This was my main gripe. The biggest issue I had with this Jumanji. Not because it’s a reboot/remake (Dredd & Batman Begins were fantastic) or it was released during the Christmas period (not usually a good sign) or even that The Rock and Kevin Hart were going to carry the film (Central Intelligence wasn’t all that). The glaring red flag was trying to reboot Robin freaking Williams. Shove the genie (hehe) back in the bottle. Trap lightning again. Look, the sheer talent that Robin Williams was cannot be replicated. The man was genius at what he did. Mrs Doubtfire remains among my all-time favourite comedies and imagining someone else in the role is sacrilegious. And judging by how almost every reboot misses the point the of the original film and tries to photocopy it, I feared this would be a cringefest.
Well, it wasn’t. It was actually good.
To catch you up on the plot, here is the quick run-down. Four high schoolers find themselves on a similar detention punishment and discover an old retro video game. They turn it on, the ground shakes, drumming fills the air, get sucked in into the video game, find themselves in wildly ironic avatars and have to finish the game lest they get stuck there forever. Simple, right? Which is good. It’s a Christmas movie aimed at just about everyone on the marketing demographic with one aim – be a fun ride for the audience and have the kids shut up for roughly two hours or so. On that front, it does deliver.

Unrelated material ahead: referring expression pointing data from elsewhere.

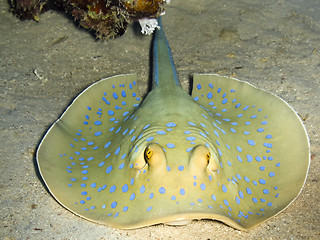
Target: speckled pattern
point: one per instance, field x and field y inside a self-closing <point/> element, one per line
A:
<point x="273" y="45"/>
<point x="223" y="153"/>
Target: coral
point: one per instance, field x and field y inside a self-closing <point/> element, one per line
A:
<point x="107" y="18"/>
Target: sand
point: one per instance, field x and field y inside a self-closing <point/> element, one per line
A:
<point x="274" y="44"/>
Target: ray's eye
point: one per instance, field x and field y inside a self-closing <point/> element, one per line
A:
<point x="148" y="154"/>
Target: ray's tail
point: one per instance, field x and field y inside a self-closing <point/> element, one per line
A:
<point x="164" y="70"/>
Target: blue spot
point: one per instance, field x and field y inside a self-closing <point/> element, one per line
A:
<point x="241" y="195"/>
<point x="162" y="190"/>
<point x="182" y="191"/>
<point x="117" y="151"/>
<point x="202" y="134"/>
<point x="149" y="139"/>
<point x="268" y="145"/>
<point x="213" y="197"/>
<point x="171" y="124"/>
<point x="170" y="145"/>
<point x="121" y="166"/>
<point x="191" y="138"/>
<point x="115" y="96"/>
<point x="189" y="149"/>
<point x="239" y="158"/>
<point x="97" y="133"/>
<point x="249" y="158"/>
<point x="111" y="113"/>
<point x="109" y="169"/>
<point x="151" y="195"/>
<point x="191" y="123"/>
<point x="262" y="168"/>
<point x="114" y="204"/>
<point x="132" y="197"/>
<point x="125" y="209"/>
<point x="142" y="189"/>
<point x="146" y="126"/>
<point x="224" y="188"/>
<point x="262" y="181"/>
<point x="112" y="188"/>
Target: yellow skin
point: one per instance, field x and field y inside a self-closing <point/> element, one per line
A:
<point x="229" y="152"/>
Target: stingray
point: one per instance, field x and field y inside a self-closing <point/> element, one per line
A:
<point x="229" y="151"/>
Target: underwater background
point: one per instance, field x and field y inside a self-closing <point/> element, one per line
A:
<point x="274" y="45"/>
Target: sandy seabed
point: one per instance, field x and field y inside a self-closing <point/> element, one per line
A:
<point x="274" y="45"/>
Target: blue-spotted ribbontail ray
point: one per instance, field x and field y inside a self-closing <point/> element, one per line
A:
<point x="229" y="152"/>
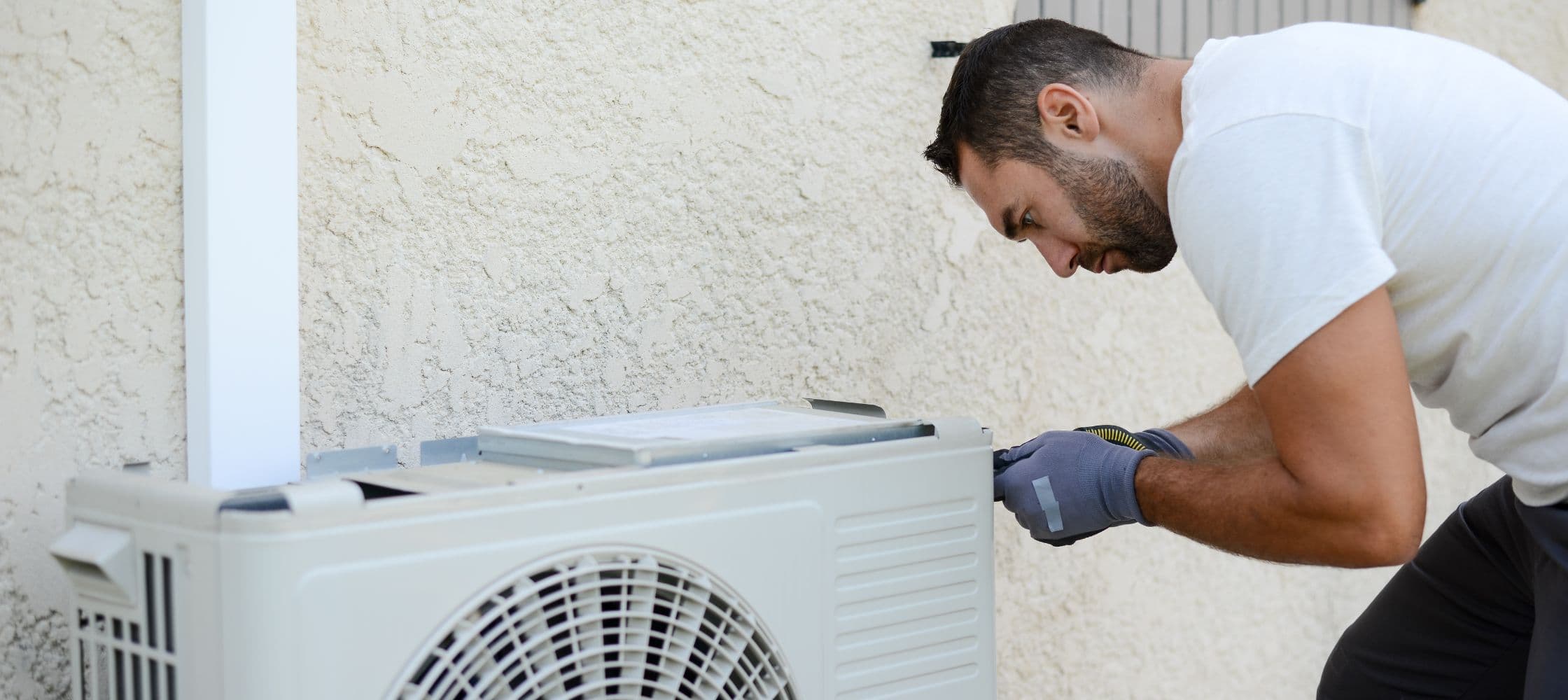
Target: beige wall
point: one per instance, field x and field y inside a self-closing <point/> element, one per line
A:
<point x="566" y="209"/>
<point x="92" y="341"/>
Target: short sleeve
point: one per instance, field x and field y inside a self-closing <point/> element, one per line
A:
<point x="1280" y="222"/>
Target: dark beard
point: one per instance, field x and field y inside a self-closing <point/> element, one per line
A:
<point x="1117" y="212"/>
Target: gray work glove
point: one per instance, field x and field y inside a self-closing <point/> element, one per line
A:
<point x="1068" y="484"/>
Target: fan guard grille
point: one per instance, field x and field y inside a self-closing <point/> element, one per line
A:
<point x="601" y="624"/>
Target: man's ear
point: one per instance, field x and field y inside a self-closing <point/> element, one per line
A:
<point x="1067" y="115"/>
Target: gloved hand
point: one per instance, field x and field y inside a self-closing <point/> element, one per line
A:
<point x="1068" y="484"/>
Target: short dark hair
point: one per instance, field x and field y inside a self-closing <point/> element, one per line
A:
<point x="990" y="101"/>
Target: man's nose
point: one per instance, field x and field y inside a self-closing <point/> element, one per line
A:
<point x="1057" y="255"/>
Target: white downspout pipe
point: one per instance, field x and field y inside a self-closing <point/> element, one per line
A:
<point x="242" y="251"/>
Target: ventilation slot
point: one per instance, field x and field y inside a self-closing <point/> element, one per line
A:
<point x="122" y="659"/>
<point x="604" y="624"/>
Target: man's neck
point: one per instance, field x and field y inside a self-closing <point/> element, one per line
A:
<point x="1158" y="118"/>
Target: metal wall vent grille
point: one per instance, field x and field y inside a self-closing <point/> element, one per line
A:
<point x="121" y="659"/>
<point x="1180" y="27"/>
<point x="601" y="624"/>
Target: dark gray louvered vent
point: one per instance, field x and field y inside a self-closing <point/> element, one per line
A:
<point x="1180" y="27"/>
<point x="601" y="624"/>
<point x="131" y="659"/>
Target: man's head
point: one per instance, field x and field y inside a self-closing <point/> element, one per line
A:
<point x="1023" y="131"/>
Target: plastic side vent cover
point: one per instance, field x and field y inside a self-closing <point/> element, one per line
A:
<point x="601" y="624"/>
<point x="129" y="657"/>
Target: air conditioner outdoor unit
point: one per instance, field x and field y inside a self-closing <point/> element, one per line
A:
<point x="750" y="552"/>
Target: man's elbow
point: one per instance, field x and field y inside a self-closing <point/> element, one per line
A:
<point x="1388" y="545"/>
<point x="1387" y="534"/>
<point x="1382" y="531"/>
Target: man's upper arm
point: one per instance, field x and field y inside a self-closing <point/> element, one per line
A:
<point x="1344" y="426"/>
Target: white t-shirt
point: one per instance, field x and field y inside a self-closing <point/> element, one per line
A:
<point x="1324" y="160"/>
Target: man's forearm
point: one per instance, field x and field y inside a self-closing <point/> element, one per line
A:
<point x="1259" y="509"/>
<point x="1235" y="430"/>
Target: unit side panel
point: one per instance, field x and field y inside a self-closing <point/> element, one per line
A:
<point x="913" y="581"/>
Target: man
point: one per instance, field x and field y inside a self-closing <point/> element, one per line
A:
<point x="1368" y="211"/>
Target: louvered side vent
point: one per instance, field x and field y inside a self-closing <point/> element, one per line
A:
<point x="129" y="659"/>
<point x="1180" y="27"/>
<point x="906" y="598"/>
<point x="601" y="624"/>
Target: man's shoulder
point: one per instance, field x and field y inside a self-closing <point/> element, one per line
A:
<point x="1327" y="69"/>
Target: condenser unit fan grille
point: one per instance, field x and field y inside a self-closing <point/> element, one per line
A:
<point x="601" y="624"/>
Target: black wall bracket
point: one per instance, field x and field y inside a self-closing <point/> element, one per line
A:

The buddy cop ‘franchise viagra’ duo of Dwayne ‘The Rock’ Johnson (you have to say the whole thing – don’t ask) and Kevin Hart dominated the marketing run and for good reasons. They do deliver here and especially because they play against type. Kevin Hart (a short nerdy jungle bookworm) is Fridge, a high school football jock in real life while The Rock ( I mean, it’s The Rock – look at him) is an avatar for a scrawny nerdy kid, Spencer. Finding themselves in bodyswap situations is actually funnier than I thought it would be. That is not to say they carry the entire movie. Karen Gillian and Jack Black pull their weight too. Gillian (prototypical athletic, martial arts master and flawless adventurer) is an avatar of a reclusive teenage girl (Martha) while Black, most interesting of all, is the avatar of Bethany, a selfish selfie obsessed teenage girl. All this sounds rather confusing reading it but it does lead to a very interesting time, dodging crazy hippos, crazy jaguars and generic bad guy disposable henchmen.
Speaking of, the villain (Bobby Cannavale) isn’t one of those complex multi-layered characters that will stand the test of time and be revered by snot-nosed, monocled critics. It’s a video game villain. Beat the game and you beat the villain. Sure, he does look menacing but that was never the point of the movie [or the game]. The real magic is in the jungle that is Jumanji and especially how the characters interact. Bethany, as an overweight archaeology professor, struggling to adjust to what it’s like being a man giving pointers to Martha, a walking gaming stereotype, curiously underclothed for a jungle, on how to slay and distract some off brand guards. It creates some hilarious situations and one-liners that will catch you by surprise for sure.
All in all, it doesn’t reinvent the reboot format nor does it leave you yearning for a sequel but it does satisfy your curiosity. A hella good ride and one that isn’t filled with too much to think about. The definition of a good blockbuster and fun for the whole family – which must have been the office memo when they dreamt up this reboot.